Reliable Transaction Router
System Manager's Manual

Chapter 3
Partition Management

3.1 Overview

This section describes the concepts and operations of RTR's partitions.

3.1.1 What is a Partition?

Partitions are subdivisions of a routing key range of values. They are used with a partitioned data model and RTR data content routing. Partitions exist for each distinct range of values in the routing key for which a server is available to process transactions. RTR provides for failure tolerance by allowing system operators to start redundant instances of partitions in a distributed network and by automatically managing the state and flow of transactions to the partition instances.

Partition instances support the following relationships:

Concurrency - this attribute permits multiple server channels to be connected to an instance of a partition.
Standbys - multiple instances of a partition distributed over the nodes of a cluster. A standby set may have as many members as a cluster has nodes, or with some restrictions you may place a standby on any network node. At any one time, one member of the set is active while the others wait in standby mode to take over in the event of failure of the active member.
Shadows - shadow instances provide site disaster protection by allowing replication of transaction processing at a remote site. A pair of partition instances or (standby sets thereof) cooperate to provide this replication, with provision for automatic recovery of a shadow member restarting after a failure.

Prior to RTR V3.2, the creation and behavior of a partition was tied to the declaration of server application channels. Partitions and their characteristics can now be defined by the system operator. This has the following advantages:

It allows a further de-coupling of the application from its operating environment, thus reducing application programming requirements.
Allows the system operators to make choices concerning the runtime behavior of the system.

3.1.2 What is Partition Management?

Before RTR V3.2, the management of the state of a partition was an entirely automatic function of the distributed RTR system. Starting with RTR V3.2, the system operator can issue commands to control certain partition characteristics, and to set preferences concerning partition behavior.

3.2 Partition Naming

A prerequisite for partition management is the ability to identify a partition in the system that is to be the subject of management commands. For this purpose, partitions have been given names, which may be drawn from a number of sources described below.

3.2.1 Default Partition Names

Unless supplied by one of the methods described below, partitions receive automatically generated default names. They allow system operators access to the partition command set without the need to change existing application programs or site configuration procedures.

3.2.2 Programmer Supplied Names

An extension to the rtr_open_channel() call allows the application programmer to supply a name when opening a server channel. The pkeyseg argument specifies an additional item of type rtr_keyseg_t, assigning the following values:

ks_type = rtr_keyseg_partition, indicating that a partition name is being passed.
code_example>(ks_lo_bound) should point to the null-terminated string to use for the partition name.
code_example>(ks_hi_bound) must be NULL.

Using this model, the partition segments and key ranges served by the server are still specified by the server when the channel is opened.
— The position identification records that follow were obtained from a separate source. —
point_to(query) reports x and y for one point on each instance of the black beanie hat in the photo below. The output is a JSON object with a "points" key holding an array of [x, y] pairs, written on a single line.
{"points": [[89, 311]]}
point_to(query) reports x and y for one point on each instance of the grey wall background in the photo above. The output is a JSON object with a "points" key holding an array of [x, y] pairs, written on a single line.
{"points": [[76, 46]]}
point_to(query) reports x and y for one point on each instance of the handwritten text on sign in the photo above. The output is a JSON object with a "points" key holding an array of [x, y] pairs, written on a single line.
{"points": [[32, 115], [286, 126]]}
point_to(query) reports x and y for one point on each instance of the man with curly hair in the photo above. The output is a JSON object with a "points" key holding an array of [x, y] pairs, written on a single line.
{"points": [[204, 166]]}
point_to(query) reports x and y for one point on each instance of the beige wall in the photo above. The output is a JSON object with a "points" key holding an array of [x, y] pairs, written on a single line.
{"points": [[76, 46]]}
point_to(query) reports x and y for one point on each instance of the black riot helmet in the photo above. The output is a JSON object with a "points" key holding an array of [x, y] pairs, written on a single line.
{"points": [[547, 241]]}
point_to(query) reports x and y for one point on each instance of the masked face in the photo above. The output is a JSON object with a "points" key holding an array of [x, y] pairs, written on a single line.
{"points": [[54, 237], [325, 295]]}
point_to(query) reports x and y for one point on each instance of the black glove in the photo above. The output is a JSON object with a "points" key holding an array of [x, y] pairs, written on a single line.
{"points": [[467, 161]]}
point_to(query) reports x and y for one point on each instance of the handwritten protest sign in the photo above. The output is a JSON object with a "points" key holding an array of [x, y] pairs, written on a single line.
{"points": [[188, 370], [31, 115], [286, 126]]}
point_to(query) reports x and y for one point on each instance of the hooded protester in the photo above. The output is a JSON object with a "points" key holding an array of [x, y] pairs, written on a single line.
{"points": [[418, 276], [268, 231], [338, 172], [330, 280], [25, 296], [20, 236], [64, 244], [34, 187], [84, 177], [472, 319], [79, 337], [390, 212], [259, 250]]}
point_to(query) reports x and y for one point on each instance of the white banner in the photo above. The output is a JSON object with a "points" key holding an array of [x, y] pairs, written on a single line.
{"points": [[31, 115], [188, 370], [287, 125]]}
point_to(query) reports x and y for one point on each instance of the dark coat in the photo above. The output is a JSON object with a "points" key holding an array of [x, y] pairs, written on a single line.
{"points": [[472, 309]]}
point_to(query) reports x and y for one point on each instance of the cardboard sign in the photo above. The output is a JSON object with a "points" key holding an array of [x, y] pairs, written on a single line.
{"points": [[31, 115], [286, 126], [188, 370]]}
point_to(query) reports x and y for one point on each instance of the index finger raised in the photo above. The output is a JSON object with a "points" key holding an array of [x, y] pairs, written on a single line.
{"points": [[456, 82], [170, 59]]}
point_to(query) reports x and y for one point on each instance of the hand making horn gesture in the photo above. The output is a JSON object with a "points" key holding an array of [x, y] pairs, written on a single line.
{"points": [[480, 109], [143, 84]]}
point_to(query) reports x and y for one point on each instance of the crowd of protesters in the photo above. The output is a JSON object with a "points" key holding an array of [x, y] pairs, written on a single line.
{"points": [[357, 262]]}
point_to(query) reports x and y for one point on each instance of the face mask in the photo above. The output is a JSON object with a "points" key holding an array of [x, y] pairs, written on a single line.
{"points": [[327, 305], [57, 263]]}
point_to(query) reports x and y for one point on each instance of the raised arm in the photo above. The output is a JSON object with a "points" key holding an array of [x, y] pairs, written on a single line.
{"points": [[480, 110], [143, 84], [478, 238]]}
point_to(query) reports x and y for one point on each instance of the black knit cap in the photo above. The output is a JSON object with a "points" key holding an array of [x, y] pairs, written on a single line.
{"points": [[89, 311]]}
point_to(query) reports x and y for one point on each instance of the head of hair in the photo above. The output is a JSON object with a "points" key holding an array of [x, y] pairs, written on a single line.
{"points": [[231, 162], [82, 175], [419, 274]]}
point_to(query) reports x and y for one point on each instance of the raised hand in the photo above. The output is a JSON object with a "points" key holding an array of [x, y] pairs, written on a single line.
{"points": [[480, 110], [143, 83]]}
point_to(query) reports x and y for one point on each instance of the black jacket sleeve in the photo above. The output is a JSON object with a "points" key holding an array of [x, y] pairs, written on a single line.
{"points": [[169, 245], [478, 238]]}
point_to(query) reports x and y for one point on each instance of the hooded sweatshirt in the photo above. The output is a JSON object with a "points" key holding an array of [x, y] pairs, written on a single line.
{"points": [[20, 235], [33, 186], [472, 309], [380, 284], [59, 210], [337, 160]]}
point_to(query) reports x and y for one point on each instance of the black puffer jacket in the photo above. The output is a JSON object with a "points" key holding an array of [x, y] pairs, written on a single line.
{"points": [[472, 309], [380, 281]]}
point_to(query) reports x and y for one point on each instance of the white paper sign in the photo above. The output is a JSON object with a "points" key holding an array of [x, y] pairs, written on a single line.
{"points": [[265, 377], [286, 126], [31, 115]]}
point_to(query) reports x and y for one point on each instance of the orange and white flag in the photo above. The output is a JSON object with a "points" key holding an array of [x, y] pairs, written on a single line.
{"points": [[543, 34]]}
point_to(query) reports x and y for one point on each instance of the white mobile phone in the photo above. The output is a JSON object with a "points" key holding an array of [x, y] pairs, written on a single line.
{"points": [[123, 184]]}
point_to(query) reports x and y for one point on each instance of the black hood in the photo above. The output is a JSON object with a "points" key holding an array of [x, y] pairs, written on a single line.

3.2.3 System Manager Supplied Partition Names

Partitions can be defined by the system manager through the use of the code_example>(create partition) system management command, or through use of rtr_open_channel() flag arguments. The system manager can set partition characteristics with this command and applications can open channels to the partition by name. See the Section 3.4 for an example of passing a partition name with rtr_open_channel().

3.2.4 Name Format and Scope

A valid partition name must contain no more than 63 characters in length and can combine alphanumeric characters (abc123), the plus sign (+), the underscore (_), and the dollar sign ($). Partition names must be unique within a facility name and should be referenced on the command line with the facility name when using partition commands. Partition names exist only on the backend where the partition resides. You won't see the partition names at the RTR routers.

3.3 Life Cycle of a Partition

3.3.1 Implicit Partition Creation

Partitions are created implicitly when an application program calls rtr_open_channel() to create a server channel, specifying the key segments and value ranges for the segments with the pkeyseg argument. Other partition attributes are established with the flags argument. Before RTR V3.2, this was the only way in which partitions could be created. Partitions created in this way are automatically deleted when the last server channel to the partition is closed.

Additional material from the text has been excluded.